One of the last things that you will need to address in your will is how your final debts and taxes should be handled. If you have an accountant or attorney that has handled your affairs in the past you include a clause in your will that assigns these last duties to them. The costs associated with these final services can be negotiated prior to your death in this situation, and may even be a pro bono situation or a reduced rate depending on your professional relationship. However, if you do not have an accountant or attorney, you will need to give your Executor instructions on how these things should be handled. In most cases, your final debts and taxes will be deducted from your estate before distributions are made to beneficiaries. The costs associated with taking care of these final issues can be reduced by having a plan in place to take care of things before you pass away.
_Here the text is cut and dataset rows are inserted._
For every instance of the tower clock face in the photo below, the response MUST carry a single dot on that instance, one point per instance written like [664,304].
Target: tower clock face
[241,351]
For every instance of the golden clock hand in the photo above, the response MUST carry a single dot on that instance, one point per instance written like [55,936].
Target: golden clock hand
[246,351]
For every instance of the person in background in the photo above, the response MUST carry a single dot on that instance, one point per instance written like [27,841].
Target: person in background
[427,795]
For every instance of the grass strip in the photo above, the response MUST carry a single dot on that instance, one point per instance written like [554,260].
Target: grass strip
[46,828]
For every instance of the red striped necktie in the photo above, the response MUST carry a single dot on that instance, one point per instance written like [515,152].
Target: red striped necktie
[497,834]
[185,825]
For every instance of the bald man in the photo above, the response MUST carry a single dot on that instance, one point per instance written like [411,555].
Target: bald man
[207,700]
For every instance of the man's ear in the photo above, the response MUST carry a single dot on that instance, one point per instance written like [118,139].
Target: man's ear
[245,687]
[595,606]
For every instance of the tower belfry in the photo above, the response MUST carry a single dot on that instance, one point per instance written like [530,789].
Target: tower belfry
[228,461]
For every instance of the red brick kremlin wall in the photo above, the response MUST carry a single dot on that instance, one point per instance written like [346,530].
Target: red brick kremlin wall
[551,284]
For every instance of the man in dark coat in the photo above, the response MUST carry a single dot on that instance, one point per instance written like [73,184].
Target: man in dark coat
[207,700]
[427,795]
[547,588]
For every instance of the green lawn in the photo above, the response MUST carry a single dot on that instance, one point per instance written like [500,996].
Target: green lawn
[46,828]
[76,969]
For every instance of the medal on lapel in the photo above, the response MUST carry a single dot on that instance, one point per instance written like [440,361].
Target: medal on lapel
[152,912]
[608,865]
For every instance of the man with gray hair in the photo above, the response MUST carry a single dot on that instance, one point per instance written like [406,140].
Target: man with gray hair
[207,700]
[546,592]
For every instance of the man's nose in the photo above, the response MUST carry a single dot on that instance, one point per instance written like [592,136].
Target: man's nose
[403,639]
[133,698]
Revisions can be made to your will at any time before your pass away. Who you assign as Executor and Beneficiaries do not have to remain in those positions if your situation and relationships change. If you want to make a change, you simply make the change on your document and date the revision accordingly. It is highly recommended that your review and update your will at least every 5 to 10 years, and especially after a major change in your life such as a marriage, death, divorce, birth, or change in financial position.
Probate
Probate is when your will goes to court to determine how your estate will be distributed. This is a normal and required activity that makes sure that your estate is distributed according to the laws of the state and according to your wishes. The court first examines your will and determines if it is legal and valid. If it is established as valid then the distribution of property is done according to the instructions outlined in your will. If your will is not valid then the court will proceed to take actions that determine the best way to distribute your assets. To reduce the costs associated with probate make sure that your will is legal and valid and that someone, other than you, knows where to find it in case of your death.